Bill Donohue's new book, "The Catholic Advantage: Why Health, Happiness, and Heaven Await the Faithful," proves an uneven read. The book's sweeping scope includes political theories, sociological reports, and medical studies to show how religious practices help Catholics live a better, longer, and healthier life.
Some parts of Donohue's book are brilliant! Chapter Four, "Coping With Anxiety" is the most concise explanation of redemptive suffering that I've read in six years of studying to become a Third Order Carmelite. Reading this chapter reminded me of spending three weeks with a sick newborn inside Children's National Hospital. My husband and I were physically isolated and yet hundreds of messages of encouragement were posted to this blog.

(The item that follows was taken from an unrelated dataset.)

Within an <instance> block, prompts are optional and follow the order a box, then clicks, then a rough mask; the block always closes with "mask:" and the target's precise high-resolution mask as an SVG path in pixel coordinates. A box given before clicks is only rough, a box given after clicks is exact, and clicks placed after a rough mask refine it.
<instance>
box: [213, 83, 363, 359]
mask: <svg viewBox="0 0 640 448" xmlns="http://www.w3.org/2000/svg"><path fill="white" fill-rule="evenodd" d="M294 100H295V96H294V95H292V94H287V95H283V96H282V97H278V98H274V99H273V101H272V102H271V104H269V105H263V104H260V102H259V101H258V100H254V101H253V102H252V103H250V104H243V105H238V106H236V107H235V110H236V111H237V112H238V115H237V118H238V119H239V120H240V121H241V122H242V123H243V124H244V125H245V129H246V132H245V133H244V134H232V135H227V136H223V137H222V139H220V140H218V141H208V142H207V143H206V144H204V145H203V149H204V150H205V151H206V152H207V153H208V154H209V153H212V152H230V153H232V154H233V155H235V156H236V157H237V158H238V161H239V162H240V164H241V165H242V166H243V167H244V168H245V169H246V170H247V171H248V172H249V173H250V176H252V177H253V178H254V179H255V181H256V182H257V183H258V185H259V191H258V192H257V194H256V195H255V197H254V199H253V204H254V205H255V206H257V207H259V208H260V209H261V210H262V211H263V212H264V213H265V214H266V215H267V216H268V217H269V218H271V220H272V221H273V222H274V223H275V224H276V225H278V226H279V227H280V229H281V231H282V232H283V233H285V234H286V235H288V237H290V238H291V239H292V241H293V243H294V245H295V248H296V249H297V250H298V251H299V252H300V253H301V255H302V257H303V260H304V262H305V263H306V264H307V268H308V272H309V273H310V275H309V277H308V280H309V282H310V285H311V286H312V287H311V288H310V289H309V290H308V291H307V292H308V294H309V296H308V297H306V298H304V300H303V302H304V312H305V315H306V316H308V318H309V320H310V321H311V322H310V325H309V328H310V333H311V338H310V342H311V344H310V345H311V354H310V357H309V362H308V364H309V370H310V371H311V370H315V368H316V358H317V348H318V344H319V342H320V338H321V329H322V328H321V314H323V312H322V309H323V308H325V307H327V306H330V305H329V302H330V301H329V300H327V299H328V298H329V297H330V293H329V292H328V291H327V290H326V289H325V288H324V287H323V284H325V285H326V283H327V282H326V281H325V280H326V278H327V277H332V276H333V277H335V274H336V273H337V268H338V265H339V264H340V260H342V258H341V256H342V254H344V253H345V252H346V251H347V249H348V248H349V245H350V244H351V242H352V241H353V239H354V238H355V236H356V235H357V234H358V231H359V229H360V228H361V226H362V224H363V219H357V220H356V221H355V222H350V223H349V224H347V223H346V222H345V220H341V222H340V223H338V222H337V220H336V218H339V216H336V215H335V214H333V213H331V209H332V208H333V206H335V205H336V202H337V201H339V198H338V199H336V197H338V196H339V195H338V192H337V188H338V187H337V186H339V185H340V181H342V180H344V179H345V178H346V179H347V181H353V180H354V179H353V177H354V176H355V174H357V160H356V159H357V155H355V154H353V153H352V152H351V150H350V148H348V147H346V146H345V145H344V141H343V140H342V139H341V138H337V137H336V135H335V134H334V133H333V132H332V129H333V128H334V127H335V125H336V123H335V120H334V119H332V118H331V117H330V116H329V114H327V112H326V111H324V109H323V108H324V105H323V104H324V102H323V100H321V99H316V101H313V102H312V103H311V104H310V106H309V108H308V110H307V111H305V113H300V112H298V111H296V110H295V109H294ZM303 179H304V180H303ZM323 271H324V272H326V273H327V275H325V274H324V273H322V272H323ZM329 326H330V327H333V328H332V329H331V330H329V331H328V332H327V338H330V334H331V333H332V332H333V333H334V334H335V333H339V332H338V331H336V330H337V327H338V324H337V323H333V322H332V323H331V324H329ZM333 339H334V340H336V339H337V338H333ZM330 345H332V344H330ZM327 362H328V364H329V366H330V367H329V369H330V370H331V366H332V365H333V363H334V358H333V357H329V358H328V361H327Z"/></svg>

I held our sick daughter while my husband read out loud every new comment as it posted. I experienced the bonds of community, which Donohue mentions in his book, as extending far beyond the ritual "sharing of the peace" during Mass.
Donohue has a gift for finding clever quotes that stick a pin into matters of deep theology. For example, he quotes a former Hollywood actress, named Dolores Hart, who once kissed Elvis onscreen and yet quit her career as an actress at its peak in order to became a contemplative nun. "You can't find happiness putting another fancy dress on. Happiness comes when you find someone that you really love, that you can really give your life to." (page 129). Donohue is at his best when he describes the rich interior life of priests and nuns.
Yet Donohue's description of the secular worldview disintegrates into an ugly "us" versus "them" mentality. Donohue criticizes Hollywood actors for their poor life decisions with an incredible force. Drug addiction and suicide seem to be at the top of Donohue's "Thank God, I'm not a tax collector!" list. In a weird twist, I found Donohue's chapter on the war crimes committed by Hitler, Pol Pot and Stalin to be written with a less judgmental tone than his paragraphs about the accidental drug overdose deaths of Heath Ledger and Philip Seymour Hoffman.
Donohue's central argument misses the messy parts of a more open and gentle worldview. The saint and the sinner coexist to different degrees inside all of us. Religion is more than a set of useful practices or mantras picked up like a self-help book. Faith is a gift!
My takeaway from this book is that there is a lot of objective proof that my faith journey is good for me. Thank you Bill! Yet the invitation I have for this author extends to all of us Catholics this Lent. We don't need to sell our Catholic faith, we need to live it!
For more book reviews check out the Catholic Advantage Blog Tour from March 3 to March 9th here.
On March 5, author Bill Donohue will be a guest on Raymond Arroyo on EWTN at 8 PM EST.
The Parable of the Pharisee and the Tax-Collector
"[Jesus] also told this parable to some who trusted in themselves that they were righteous and regarded others with contempt: "Two men went up to the temple to pray, one a Pharisee and the other a tax-collector. The Pharisee, standing by himself, was praying thus, "God, I thank you that I am not like the other people: thieves, rogues, adulterers, or even like this tax-collector. I fast twice a week; I give a tenth of all my income" But the tax-collector, standing far off would not even look up to heaven, but was beating his breast and saying, "God, be merciful to me, a sinner!" I tell you, this man went down to his home justified rather than the other; for all who exalt themselves will be humbled, but all who humble themselves will be exalted."